= Paul Trendelenburg =

German pharmacologist (1884–1931)

Paul Trendelenburg (24 March 1884, Bonn – 4 February 1931, Berlin) was a German pharmacologist.

He studied medicine at the universities of Grenoble, Leipzig and Freiburg, where from 1909 to 1918, he worked as an assistant in the pharmacological institute and at the surgical clinic. In 1912 he received his habilitation in pharmacology and toxicology, and from 1916 was an associate professor. In 1919 he became a full professor at the University of Rostock and later on, he served as a professor of pharmacology at the universities of Freiburg (from 1923) and Berlin (from 1927).

He is known for his research of adrenaline, for the development of biological measurement procedures for the standardization of hormone preparations and for his investigations regarding the role of the hypothalamic hormones vasopressin and oxytocin. His name is associated with the so-called "Trendelenburg preparation", a preparation used in determining the actions of pharmacological agents on peristalsis.

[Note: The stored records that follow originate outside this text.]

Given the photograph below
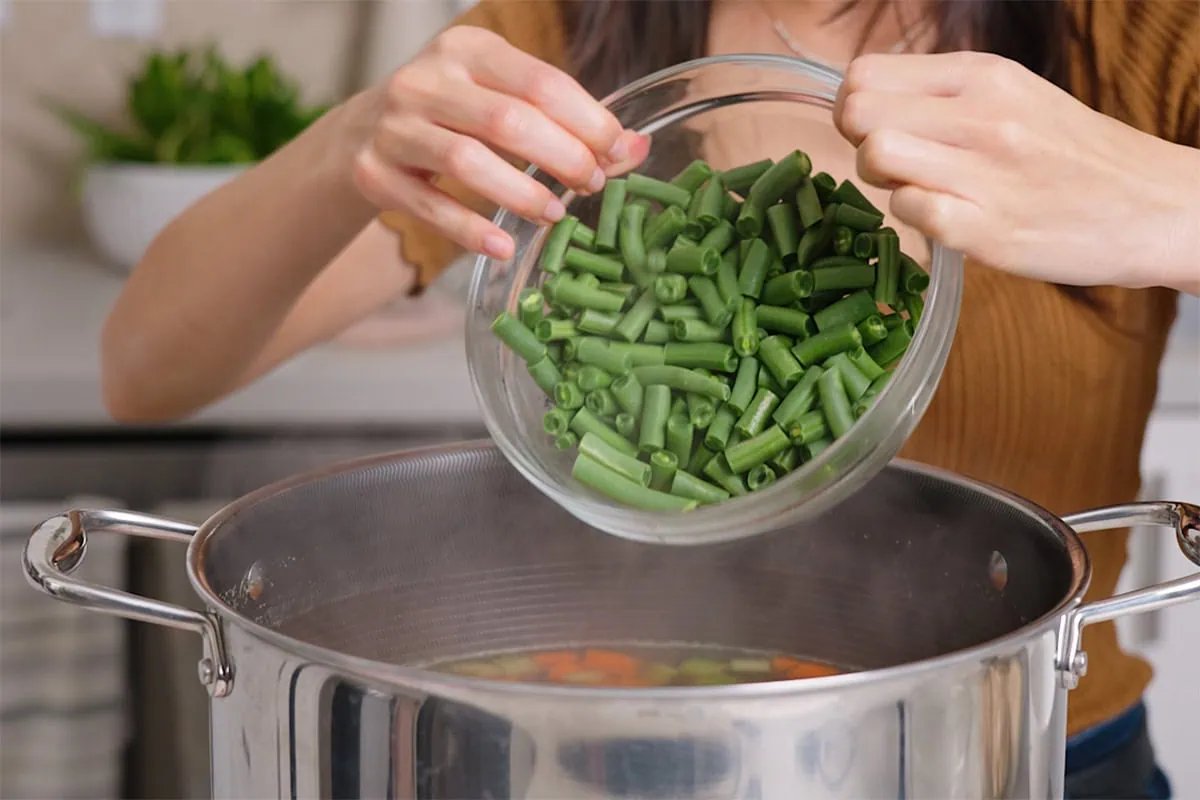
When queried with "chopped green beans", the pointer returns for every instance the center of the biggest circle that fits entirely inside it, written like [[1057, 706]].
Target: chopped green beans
[[712, 347]]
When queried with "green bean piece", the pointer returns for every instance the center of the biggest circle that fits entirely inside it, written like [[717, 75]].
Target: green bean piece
[[814, 242], [693, 176], [585, 422], [720, 238], [718, 469], [780, 319], [573, 293], [700, 458], [852, 308], [597, 322], [628, 392], [545, 373], [718, 358], [663, 229], [681, 433], [849, 194], [659, 191], [531, 307], [864, 246], [556, 420], [717, 437], [681, 311], [755, 262], [519, 338], [756, 450], [887, 278], [783, 222], [601, 266], [744, 385], [657, 332], [701, 410], [631, 242], [808, 204], [873, 330], [670, 288], [799, 401], [597, 352], [745, 325], [696, 330], [727, 276], [568, 395], [754, 420], [617, 459], [781, 178], [891, 349], [693, 260], [808, 427], [593, 378], [843, 278], [683, 379], [557, 241], [624, 491], [664, 464], [655, 410], [779, 361], [639, 316], [852, 378], [760, 477], [826, 186], [913, 277], [834, 402], [583, 236], [827, 343], [750, 220], [711, 206], [787, 288], [865, 365], [611, 204], [640, 353], [685, 485], [741, 179], [601, 403]]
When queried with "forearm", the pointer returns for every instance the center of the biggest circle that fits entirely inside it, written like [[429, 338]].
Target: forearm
[[215, 286]]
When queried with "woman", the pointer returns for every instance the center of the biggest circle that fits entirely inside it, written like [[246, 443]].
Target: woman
[[1048, 388]]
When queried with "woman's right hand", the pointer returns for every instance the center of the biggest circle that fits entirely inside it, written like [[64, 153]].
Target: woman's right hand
[[466, 96]]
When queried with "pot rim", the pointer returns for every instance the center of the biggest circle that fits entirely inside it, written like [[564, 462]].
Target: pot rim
[[445, 684]]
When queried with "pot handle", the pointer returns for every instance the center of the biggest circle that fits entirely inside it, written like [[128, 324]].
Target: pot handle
[[57, 548], [1185, 518]]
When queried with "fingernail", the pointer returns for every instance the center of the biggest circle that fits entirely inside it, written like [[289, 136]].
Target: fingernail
[[555, 210], [597, 182], [496, 246]]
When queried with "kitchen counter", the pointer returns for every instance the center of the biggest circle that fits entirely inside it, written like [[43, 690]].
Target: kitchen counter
[[53, 304]]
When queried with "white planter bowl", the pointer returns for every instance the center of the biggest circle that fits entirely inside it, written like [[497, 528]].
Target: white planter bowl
[[126, 205]]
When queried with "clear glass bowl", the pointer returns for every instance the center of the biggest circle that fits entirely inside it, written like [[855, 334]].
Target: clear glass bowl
[[730, 110]]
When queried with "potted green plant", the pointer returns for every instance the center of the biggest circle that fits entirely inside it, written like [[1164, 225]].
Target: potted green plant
[[193, 122]]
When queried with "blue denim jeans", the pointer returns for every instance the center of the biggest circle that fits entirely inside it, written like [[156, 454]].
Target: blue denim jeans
[[1115, 759]]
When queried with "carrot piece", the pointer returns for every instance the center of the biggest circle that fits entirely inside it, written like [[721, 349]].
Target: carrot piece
[[611, 661]]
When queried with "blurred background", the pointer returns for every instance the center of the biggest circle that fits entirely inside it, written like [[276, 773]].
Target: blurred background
[[99, 708]]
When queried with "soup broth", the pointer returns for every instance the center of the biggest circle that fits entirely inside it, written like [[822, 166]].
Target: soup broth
[[637, 666]]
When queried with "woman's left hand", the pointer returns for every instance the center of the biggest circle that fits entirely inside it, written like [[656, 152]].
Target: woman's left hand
[[989, 158]]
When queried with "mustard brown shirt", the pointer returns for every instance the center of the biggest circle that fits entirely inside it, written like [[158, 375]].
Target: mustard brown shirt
[[1042, 395]]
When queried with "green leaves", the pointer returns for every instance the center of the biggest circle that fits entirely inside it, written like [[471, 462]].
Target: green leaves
[[195, 108]]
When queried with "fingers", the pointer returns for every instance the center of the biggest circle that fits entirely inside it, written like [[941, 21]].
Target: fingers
[[499, 66], [389, 187], [515, 126], [418, 143]]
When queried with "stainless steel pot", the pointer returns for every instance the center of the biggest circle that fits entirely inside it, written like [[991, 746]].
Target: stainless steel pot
[[961, 603]]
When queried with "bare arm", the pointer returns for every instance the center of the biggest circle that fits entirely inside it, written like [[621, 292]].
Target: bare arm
[[282, 258]]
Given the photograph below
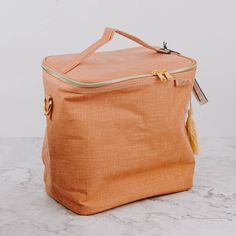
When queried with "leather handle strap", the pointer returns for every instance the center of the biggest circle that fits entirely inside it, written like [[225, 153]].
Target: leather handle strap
[[106, 37]]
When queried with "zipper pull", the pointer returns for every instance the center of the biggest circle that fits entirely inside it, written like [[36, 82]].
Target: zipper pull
[[163, 75], [167, 49]]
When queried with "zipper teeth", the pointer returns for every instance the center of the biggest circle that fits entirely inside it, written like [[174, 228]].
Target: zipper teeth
[[112, 81]]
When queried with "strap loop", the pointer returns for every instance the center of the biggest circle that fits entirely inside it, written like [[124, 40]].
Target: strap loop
[[106, 37]]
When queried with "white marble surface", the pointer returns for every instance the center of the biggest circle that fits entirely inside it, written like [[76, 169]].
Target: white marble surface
[[208, 209]]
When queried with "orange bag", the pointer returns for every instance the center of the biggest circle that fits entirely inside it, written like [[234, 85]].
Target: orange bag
[[116, 125]]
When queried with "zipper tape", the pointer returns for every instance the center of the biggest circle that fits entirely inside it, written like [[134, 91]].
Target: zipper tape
[[200, 96]]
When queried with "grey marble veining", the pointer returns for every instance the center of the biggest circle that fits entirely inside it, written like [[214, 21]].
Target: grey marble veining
[[209, 208]]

He was the son of surgeon Friedrich Trendelenburg and the brother of physiologist Wilhelm Trendelenburg. His son, Ullrich Georg Trendelenburg, was also a pharmacologist.

== Selected works ==
- Physiologische und pharmakologische Untersuchungen an der isolierten Bronchialmuskulatur, 1912 - Physiological and pharmacological studies on isolated bronchial musculature.
- Grundlagen der allgemeinen und speziellen Arzneiverordnung, 1926 - Fundamentals of general and specific drug regulation.
- Keimdrüsen, Hypophyse, Nebennieren, 1929 - Gonads, pituitary and adrenal glands.
- Die hormone, ihre physiologie und pharmakologie, 2 volumes, 1929-34 - The hormone, its physiology and pharmacology.